In 1389, Frank and Simon Szécsényi participated in the military campaign to Serbia, which took place after the Battle of Kosovo. Both of them had been involved in the successful sieges of Borač and Čestin forts. Frank functioned as royal treasurer between 1392 and 1393, though he first appeared in this capacity on 10 February 1393. He was also referred to as Judge of the Jassics (iudex Philisteorum) in August 1393.

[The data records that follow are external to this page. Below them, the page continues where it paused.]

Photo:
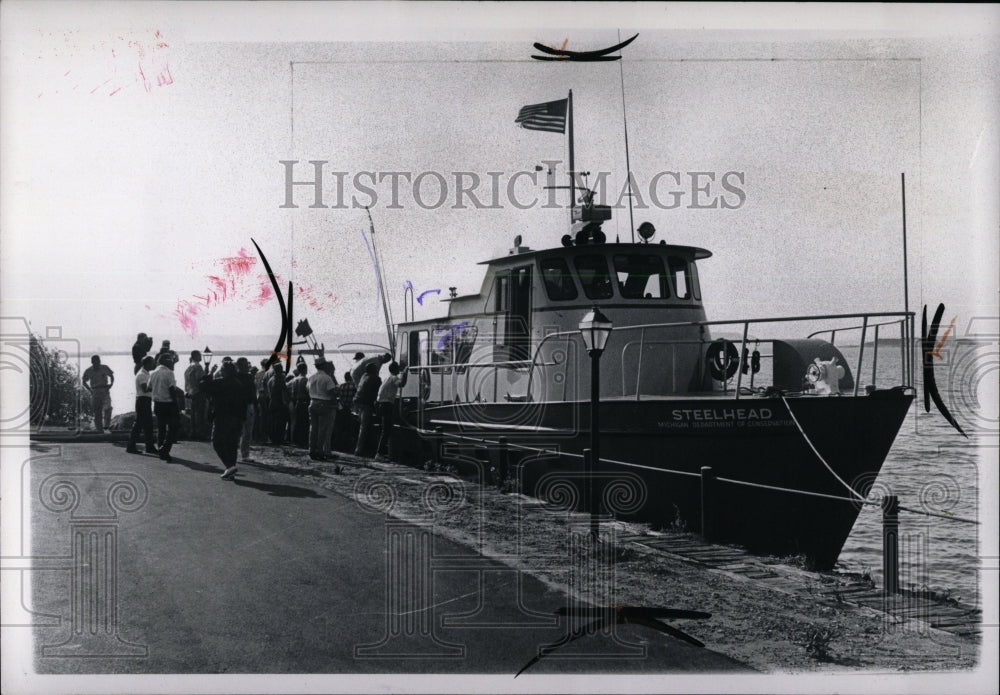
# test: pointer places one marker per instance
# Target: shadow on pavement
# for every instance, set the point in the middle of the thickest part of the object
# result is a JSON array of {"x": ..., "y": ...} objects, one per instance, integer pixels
[
  {"x": 196, "y": 466},
  {"x": 280, "y": 490},
  {"x": 279, "y": 468}
]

Sigismund began to prepare a war against the Ottoman Empire since their Serbian invasion in 1389, which gradually revalued the role of Transylvania as a staging military area for recruitments and border defense. As a result, the king replaced the relatively militarily inexperienced Emeric Bebek with his faithful soldier Frank Szécsényi to the dignity of Voivode of Transylvania in October 1393. Beside that, he also governed Arad County. After a brief visit in December 1393, Szécsényi arrived to the province to stay permanently by early May 1394 from the Diet in Buda, where received instructions from Sigismund. Szécsényi sent a courtly knight Gregory Bethlen to Wallachia to negotiate with Mircea I, who maintained close relations with Sigismund, relying on their common interest in the struggle against Ottoman expansion. After Mircea had to retreat to Hungary following Bayezid's invasion, Sigismund moved to Torda (today Turda in Romania), where Szécsényi convened a general assembly in December 1394 to proclaim and organize insurrectio, the nobles' "uprising" against the Ottomans. Their army crossed the Carpathian Mountains in January 1395 to force loyalty from Stephen I of Moldavia.

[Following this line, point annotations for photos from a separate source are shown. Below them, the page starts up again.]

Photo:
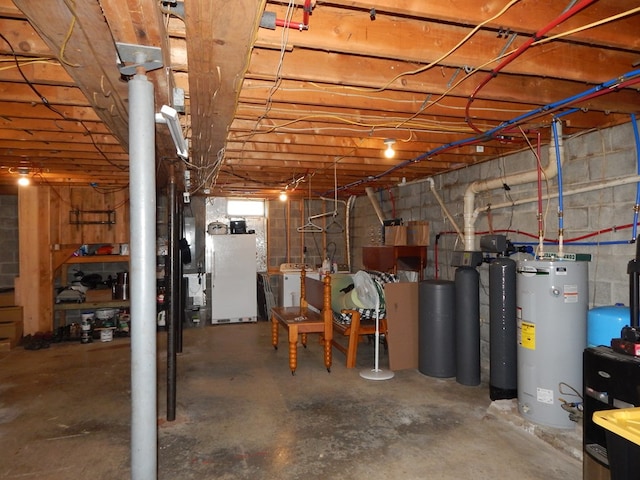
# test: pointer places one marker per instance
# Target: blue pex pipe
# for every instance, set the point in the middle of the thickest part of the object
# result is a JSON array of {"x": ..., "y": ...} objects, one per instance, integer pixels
[
  {"x": 634, "y": 123},
  {"x": 589, "y": 244},
  {"x": 554, "y": 126},
  {"x": 489, "y": 134}
]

Szécsényi financially supported the king's efforts to organize the Crusade of Nicopolis throughout the year. In these months he was with Sigismund in Kronstadt (today Brașov in Romania). After March, Szécsényi was entrusted to prepare the war against the usurper Vlad I of Wallachia as part of the crusade. However Stephen Losonci's army was perished and massacred by the Ottoman–Wallachian troops. Some accused that Szécsényi deliberately did not provide an advance force for personal reasons (formerly the Losoncis plundered his three village at Szolnok in 1390). In the second half of 1395, Szécsényi participated in that campaign which attempted to restore Mircea to the Wallachian throne. Returning home, he was unable to prevent an irregular Ottoman unit to plunder Burzenland in September 1395. Immediately thereafter he was replaced as Voivode by Stibor of Stiboricz, a close friend of King Sigismund.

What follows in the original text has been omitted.